Menanggapi hal tersebut, Sekretaris Jenderal Partai Golkar, Muhammad Sarmuji, menyatakan tidak mengetahui adanya skenario tersebut. Sarmuji justru menanggapi isu ini dengan nada berkelakar dan memuji kemampuan Benny K. Harman yang dianggap memiliki akses informasi atau 'bocoran' yang tidak diketahui oleh partai politik lainnya di parlemen hingga saat ini.

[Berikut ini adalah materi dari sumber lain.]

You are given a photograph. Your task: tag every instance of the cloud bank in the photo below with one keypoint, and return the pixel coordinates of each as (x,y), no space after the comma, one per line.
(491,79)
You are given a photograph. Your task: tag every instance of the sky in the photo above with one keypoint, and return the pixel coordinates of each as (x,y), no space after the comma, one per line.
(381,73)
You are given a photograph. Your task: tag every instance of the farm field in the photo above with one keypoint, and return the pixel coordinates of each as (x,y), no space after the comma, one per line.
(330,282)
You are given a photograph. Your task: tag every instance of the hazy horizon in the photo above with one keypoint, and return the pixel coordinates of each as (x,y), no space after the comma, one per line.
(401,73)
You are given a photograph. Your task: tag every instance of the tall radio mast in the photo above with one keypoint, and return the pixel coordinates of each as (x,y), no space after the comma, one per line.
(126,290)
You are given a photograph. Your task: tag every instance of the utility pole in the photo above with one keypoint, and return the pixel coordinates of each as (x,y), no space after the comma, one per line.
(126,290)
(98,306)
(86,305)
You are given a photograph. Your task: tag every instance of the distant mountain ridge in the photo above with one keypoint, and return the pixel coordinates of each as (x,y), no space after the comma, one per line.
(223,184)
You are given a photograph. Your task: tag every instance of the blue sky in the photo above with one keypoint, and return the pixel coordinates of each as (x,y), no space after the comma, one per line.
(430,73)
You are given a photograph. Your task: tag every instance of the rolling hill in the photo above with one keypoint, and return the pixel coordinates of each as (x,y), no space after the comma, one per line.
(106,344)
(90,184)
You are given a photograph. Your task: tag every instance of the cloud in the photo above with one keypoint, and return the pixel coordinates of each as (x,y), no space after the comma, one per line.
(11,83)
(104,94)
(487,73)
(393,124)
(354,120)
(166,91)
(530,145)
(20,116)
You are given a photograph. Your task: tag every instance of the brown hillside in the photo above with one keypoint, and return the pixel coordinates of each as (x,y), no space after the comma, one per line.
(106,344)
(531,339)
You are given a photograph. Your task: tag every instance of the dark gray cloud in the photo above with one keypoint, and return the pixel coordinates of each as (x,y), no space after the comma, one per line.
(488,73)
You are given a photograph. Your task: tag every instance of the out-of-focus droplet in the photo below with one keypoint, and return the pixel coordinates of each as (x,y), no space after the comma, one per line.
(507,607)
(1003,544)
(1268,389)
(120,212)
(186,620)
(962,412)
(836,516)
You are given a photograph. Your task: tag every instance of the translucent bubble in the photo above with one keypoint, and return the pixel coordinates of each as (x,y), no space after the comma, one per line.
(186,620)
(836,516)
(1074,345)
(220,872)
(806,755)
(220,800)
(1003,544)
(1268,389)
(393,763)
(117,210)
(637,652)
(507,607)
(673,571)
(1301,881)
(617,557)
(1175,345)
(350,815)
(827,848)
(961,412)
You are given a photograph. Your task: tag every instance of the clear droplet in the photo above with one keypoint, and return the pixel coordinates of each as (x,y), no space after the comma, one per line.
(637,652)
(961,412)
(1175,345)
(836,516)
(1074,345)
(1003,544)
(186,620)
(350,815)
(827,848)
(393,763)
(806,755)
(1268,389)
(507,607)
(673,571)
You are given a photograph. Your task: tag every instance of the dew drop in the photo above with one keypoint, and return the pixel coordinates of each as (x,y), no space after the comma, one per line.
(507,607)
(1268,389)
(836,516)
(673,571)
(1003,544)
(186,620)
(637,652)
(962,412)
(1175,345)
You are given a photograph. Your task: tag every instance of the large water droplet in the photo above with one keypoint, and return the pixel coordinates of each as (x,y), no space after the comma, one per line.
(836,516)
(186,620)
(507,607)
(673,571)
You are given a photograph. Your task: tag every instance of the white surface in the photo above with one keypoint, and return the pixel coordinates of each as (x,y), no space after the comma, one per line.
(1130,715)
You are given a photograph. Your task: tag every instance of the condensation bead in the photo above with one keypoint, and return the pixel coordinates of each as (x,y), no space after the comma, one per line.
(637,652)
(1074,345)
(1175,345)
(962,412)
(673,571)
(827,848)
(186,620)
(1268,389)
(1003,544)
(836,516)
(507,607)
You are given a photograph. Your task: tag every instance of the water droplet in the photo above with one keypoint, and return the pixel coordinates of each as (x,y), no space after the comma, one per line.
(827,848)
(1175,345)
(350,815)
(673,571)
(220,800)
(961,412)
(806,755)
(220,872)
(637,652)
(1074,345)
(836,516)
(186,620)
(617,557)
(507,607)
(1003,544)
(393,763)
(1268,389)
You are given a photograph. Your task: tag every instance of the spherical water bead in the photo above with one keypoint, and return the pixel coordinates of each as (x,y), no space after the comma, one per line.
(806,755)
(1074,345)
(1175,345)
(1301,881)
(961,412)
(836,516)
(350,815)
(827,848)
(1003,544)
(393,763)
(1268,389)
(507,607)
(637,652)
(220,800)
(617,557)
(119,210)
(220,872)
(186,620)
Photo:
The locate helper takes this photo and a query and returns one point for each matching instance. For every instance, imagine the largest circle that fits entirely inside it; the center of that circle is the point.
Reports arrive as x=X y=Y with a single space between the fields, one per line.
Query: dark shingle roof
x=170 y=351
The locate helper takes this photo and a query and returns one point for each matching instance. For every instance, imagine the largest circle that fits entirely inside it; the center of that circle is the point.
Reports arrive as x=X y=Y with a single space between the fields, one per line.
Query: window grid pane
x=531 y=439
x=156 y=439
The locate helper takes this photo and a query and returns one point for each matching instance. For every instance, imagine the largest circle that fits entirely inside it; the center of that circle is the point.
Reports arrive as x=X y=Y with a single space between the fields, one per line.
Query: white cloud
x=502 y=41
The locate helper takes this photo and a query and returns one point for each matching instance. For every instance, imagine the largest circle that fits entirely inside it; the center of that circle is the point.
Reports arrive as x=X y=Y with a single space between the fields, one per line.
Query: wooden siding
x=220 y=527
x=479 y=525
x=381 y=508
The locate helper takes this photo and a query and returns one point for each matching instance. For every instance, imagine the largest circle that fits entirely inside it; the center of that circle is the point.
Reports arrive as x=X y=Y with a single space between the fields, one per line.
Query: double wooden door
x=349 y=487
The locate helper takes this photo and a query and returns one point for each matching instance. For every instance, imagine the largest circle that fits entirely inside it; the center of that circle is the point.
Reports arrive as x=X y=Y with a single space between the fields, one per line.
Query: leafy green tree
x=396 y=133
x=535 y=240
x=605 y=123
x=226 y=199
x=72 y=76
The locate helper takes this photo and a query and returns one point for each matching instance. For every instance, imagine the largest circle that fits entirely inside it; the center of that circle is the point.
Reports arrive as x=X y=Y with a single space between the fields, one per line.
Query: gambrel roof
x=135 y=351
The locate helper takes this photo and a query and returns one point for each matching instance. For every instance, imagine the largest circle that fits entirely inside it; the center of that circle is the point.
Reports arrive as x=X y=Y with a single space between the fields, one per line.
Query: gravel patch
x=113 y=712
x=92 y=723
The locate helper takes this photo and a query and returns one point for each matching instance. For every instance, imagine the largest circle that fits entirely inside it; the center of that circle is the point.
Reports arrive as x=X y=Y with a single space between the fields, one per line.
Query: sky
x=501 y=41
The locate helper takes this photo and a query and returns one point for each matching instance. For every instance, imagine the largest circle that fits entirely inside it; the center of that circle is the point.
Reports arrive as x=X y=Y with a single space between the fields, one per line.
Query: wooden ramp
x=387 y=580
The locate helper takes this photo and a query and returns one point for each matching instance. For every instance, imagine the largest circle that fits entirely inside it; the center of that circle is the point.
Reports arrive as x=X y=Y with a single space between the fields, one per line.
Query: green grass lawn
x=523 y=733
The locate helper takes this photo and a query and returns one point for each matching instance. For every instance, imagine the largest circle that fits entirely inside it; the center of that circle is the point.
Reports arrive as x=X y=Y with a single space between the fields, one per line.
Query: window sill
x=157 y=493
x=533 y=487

Hingga detik ini, baik pihak pemerintah maupun DPR belum memulai pembahasan formal mengenai pasal-pasal dalam RUU Pemilu. Komisi II DPR menegaskan bahwa segala bentuk wacana yang beredar di media massa saat ini belum dapat dianggap sebagai kebijakan resmi, sehingga masyarakat diimbau untuk tidak mudah terpancing oleh isu-isu yang kebenarannya belum terverifikasi secara resmi oleh institusi negara.